4. What data visualizations illustrate how this data set can be leveraged to characterize environmental injustice?

annlejan7

[Source: EM-DAT Public] This graphic shows the prevalence of technological disasters [includes toxic spills, industrial explosions, etc.] by country. This can be used to characterize, on a transnational level, where potential industrial harms are centralized or concentrated. While it does not characterize more insidious harms, such as air pollution, it can be a direct and easy to understand measure of environmental harm distribution across the globe. 

Additionally, data is available as excel sheets, which allows users to produce their own graphics on the prevalence of disasters within a particular nation over a desired time interval. 

3. Who makes this data available and what is their mission?

annlejan7

This was developed in 1988 by personnel from the Center for Research on the Epidemiology of Disasters (CRED) within the Université catholique de Louvain (UCLouvain) with funding from the Belgian government and the World Health Organization (WHO), this data source aims to provide free open access information for users affiliated with academic organizations, non-profits, and international public organizations looking to gain understanding on the distribution  of disaster occurrences around the globe.

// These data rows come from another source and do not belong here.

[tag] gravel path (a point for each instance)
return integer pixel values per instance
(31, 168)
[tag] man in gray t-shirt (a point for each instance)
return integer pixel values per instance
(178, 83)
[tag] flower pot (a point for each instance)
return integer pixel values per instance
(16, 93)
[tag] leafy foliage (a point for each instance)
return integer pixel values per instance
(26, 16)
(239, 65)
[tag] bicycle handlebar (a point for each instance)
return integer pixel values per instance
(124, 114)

2. What data is drawn into the data resource and where does it come from?

annlejan7

The EMT disaster database is compiled from a wide variety of sources, including UN agencies, NGOs, insurance companies, research institutes, and press agencies. The dataset compilation process prioritizes data from UN agencies, the International Federation of Red Cross and Red Crescent Societies, and government agencies. Entries are reviewed prior to consolidation, and this process of checking and incorporating data is done on a daily basis. More routined  data checking and management also occurs at a monthly interval, with revisions made at the end of each year.